M1: Bom dia, boa tarde, boa noite, esse é mais um episódio de enzimas, breves reflexões que te ajudam a catalisar o agilismo em sua organização. M2: Pessoal, no enzima de hoje eu queria falar sobre um assunto que parece extremamente simples mas que acredito que é de vital importância, lá no livro The Meaning Revolution o autor Ed Kofman, ele fala muito que no final o que a gente quer em uma empresa é que todos estejam jogando o mesmo jogo, é incrível que isso parece tão simples, parece até bobo mas como que isso não acontece. Isso não acontece por diversos motivos, um dos motivos que ele salienta muito lá são as questões de metas locais, que faz com que a pessoa crie um ótimo local, pense na sua posição ali, mas às vezes prejudica a própria empresa. Conversando com algumas pessoas me veio uma coisa na cabeça que eu queria compartilhar aqui, uma outra coisa que faz com que todos não estejam no jogo, são os rótulos que a gente cria nas pessoas, rótulos esses que são reforçados pelas descrições detalhadas de cargos, esse tipo de coisa, então a gente rotula pessoas como técnicas, ou rotula pessoas como não-técnicas ou rotula pessoas como sendo criativas e ao fazer esse rótulo, e esse rótulo é reforçado nas organizações tradicionais porque as pessoas além de terem esses rótulos, eles tem planos de carreiras muito bem definidos e descrições de papéis e cargos também extremamentes bem definidos, a gente acaba então reforçando esses rótulos e acaba excluindo uma enorme quantidade de outras contribuições que essas mesmas pessoas poderiam dar nesse contexto cada vez mais complexo que a gente opera, então é como se a gente visse o ser humano de uma forma muito simplista e achasse então que um cara forte tecnicamente nunca vai ser capaz de fazer uma enorme contribuição gerencial ou uma perspectiva que ninguém pensou ou que um cara criativo não vai poder dar uma ideia sobre como avançar em um problema que exige um raciocínio mais analítico que não é coisa daquele cara criativo, então tudo isso eu gostaria de insistir, é fruto do nosso modelo mecanicista de achar que a empresa é composta por engrenagens, pecinhas extremamente bem definidas com o que elas podem fazer já pré definido, a gente insiste muito nisso, se não houver espaço se não houver um pouco de ambiguidade, se a gente não começa a quebrar esses votos como é que nós vamos trazer todo mundo para o jogo?

Descrição

No livro The Meaning Revolution, o autor, Fred Kofman, acredita que no final nós queremos que todos da empresa estejam jogando o mesmo jogo, com o mesmo propósito em mente.

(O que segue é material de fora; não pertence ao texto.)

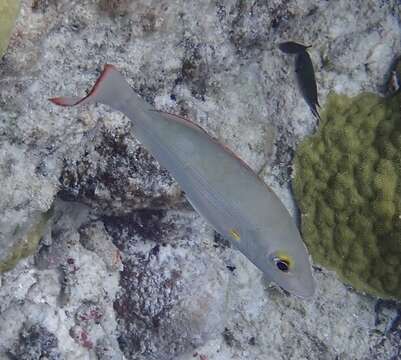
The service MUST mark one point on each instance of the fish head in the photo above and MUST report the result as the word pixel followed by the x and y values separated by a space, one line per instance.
pixel 284 259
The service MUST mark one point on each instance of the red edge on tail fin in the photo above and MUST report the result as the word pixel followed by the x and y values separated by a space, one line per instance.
pixel 61 101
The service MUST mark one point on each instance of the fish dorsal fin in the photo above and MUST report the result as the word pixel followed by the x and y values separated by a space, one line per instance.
pixel 195 126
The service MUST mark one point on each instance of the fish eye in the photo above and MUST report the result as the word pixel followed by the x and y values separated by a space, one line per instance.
pixel 283 263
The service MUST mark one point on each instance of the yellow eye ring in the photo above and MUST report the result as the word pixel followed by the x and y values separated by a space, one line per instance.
pixel 283 262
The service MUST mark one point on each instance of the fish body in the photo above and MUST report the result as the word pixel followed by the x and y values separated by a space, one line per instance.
pixel 291 47
pixel 305 74
pixel 220 186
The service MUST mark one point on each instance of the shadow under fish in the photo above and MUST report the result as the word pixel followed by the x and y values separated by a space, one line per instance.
pixel 305 74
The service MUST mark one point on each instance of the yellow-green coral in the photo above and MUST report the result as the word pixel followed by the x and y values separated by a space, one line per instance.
pixel 9 10
pixel 348 186
pixel 27 244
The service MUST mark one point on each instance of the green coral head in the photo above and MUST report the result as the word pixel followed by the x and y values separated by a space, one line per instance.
pixel 348 187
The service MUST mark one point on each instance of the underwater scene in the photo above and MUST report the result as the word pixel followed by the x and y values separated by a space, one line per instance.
pixel 200 180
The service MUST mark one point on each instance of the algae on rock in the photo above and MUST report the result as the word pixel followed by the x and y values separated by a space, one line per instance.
pixel 27 244
pixel 9 10
pixel 348 186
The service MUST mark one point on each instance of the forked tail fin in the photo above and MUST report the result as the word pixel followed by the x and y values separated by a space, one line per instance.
pixel 110 88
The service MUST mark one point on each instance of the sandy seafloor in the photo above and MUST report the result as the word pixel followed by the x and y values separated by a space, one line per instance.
pixel 126 268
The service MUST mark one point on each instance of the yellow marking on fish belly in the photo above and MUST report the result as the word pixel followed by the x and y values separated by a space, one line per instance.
pixel 235 234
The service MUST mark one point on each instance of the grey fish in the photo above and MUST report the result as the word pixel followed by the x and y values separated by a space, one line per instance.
pixel 290 47
pixel 220 186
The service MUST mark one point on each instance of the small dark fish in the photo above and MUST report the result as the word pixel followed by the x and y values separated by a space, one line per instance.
pixel 291 47
pixel 307 82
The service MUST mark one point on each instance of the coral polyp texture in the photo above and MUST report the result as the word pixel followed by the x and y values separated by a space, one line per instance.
pixel 347 185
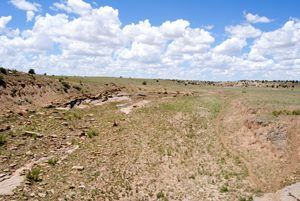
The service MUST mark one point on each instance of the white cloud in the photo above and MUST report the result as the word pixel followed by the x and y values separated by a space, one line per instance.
pixel 231 46
pixel 30 8
pixel 243 31
pixel 94 42
pixel 254 18
pixel 280 45
pixel 174 29
pixel 74 6
pixel 4 20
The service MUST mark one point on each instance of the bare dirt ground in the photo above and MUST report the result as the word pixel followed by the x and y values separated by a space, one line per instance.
pixel 118 139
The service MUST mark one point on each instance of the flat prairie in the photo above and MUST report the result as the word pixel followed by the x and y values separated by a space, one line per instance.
pixel 91 138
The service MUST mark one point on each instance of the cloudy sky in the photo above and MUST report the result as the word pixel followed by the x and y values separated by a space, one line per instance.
pixel 205 40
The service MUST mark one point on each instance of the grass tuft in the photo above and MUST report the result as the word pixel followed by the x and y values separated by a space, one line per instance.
pixel 34 175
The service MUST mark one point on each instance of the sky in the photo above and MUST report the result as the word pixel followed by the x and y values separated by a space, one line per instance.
pixel 174 39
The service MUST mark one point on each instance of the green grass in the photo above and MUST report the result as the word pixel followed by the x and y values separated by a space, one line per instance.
pixel 2 140
pixel 224 189
pixel 91 133
pixel 276 113
pixel 34 175
pixel 52 161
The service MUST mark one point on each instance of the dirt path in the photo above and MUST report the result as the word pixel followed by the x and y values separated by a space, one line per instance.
pixel 252 175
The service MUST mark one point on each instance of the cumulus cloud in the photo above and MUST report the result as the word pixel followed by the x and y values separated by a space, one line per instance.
pixel 29 7
pixel 231 46
pixel 94 42
pixel 254 18
pixel 74 6
pixel 4 20
pixel 243 31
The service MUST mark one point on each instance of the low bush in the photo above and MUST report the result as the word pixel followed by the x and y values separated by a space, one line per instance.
pixel 2 140
pixel 31 71
pixel 3 70
pixel 91 134
pixel 34 175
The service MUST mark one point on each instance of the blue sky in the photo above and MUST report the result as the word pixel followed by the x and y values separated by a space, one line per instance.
pixel 223 54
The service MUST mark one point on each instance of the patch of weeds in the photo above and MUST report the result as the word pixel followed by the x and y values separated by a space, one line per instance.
pixel 3 70
pixel 190 135
pixel 285 112
pixel 2 140
pixel 31 71
pixel 246 199
pixel 78 88
pixel 66 86
pixel 52 161
pixel 34 175
pixel 224 189
pixel 192 177
pixel 237 160
pixel 160 195
pixel 91 133
pixel 34 136
pixel 215 108
pixel 2 82
pixel 169 151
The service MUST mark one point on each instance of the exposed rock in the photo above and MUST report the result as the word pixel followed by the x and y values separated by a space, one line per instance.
pixel 79 168
pixel 31 134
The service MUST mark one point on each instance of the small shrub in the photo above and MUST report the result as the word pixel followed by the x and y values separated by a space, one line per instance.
pixel 2 140
pixel 285 112
pixel 52 161
pixel 246 199
pixel 34 175
pixel 91 134
pixel 3 70
pixel 77 88
pixel 2 82
pixel 160 195
pixel 31 71
pixel 224 189
pixel 296 112
pixel 66 86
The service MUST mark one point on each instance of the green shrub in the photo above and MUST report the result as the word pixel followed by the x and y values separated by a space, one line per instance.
pixel 2 140
pixel 3 70
pixel 77 88
pixel 224 189
pixel 52 161
pixel 31 71
pixel 34 175
pixel 66 85
pixel 91 134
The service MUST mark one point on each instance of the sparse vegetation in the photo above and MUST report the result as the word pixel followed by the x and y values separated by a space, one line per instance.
pixel 78 88
pixel 2 82
pixel 34 175
pixel 52 161
pixel 224 189
pixel 161 196
pixel 31 71
pixel 3 71
pixel 66 86
pixel 91 133
pixel 2 140
pixel 285 112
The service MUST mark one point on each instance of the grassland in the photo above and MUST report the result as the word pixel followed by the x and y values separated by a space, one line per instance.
pixel 187 143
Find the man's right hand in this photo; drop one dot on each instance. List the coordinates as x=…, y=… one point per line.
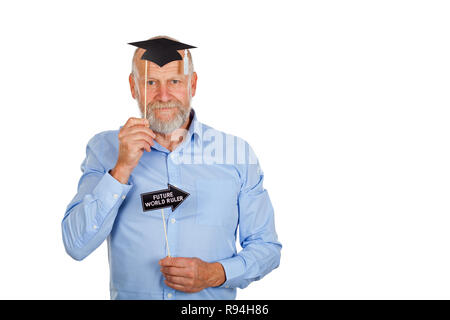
x=134, y=137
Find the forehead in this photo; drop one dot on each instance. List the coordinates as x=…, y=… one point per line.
x=171, y=68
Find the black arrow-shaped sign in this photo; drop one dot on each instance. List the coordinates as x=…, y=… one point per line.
x=171, y=197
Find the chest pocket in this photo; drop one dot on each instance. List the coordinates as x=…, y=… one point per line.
x=217, y=202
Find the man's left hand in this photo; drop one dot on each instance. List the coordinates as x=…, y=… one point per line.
x=191, y=274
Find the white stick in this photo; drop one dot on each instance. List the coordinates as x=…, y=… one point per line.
x=145, y=92
x=165, y=232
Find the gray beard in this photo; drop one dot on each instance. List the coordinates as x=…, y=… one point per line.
x=166, y=127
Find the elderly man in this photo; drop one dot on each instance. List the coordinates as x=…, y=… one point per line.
x=185, y=248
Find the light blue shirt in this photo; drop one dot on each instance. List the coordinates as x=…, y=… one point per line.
x=225, y=185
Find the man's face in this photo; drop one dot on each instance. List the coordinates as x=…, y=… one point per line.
x=167, y=95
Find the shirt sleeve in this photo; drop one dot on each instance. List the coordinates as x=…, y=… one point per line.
x=261, y=250
x=89, y=217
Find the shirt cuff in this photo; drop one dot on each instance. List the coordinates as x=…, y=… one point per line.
x=234, y=267
x=110, y=192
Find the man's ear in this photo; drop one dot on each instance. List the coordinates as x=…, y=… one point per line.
x=193, y=83
x=132, y=85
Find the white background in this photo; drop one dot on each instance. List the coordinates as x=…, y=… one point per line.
x=346, y=104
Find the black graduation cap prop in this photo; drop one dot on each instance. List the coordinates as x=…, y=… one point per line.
x=161, y=51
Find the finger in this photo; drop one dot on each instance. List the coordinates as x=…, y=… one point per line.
x=175, y=262
x=186, y=282
x=179, y=287
x=142, y=144
x=140, y=128
x=136, y=121
x=137, y=129
x=176, y=271
x=140, y=136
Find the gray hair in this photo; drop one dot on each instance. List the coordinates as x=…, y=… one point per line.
x=135, y=56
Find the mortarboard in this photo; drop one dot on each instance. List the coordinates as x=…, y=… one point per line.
x=161, y=51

Entretanto, isso não acontece por vários motivos, como por exemplo metas locais ou rótulos que criamos nas pessoas. Rótulos no qual são reforçados pelas descrições detalhadas de cargos e planos de carreiras bem definidos. Para entender melhor esse assunto e ajudar a trazer todos para o jogo compartilhamos uma pequena reflexão no enzimas de hoje.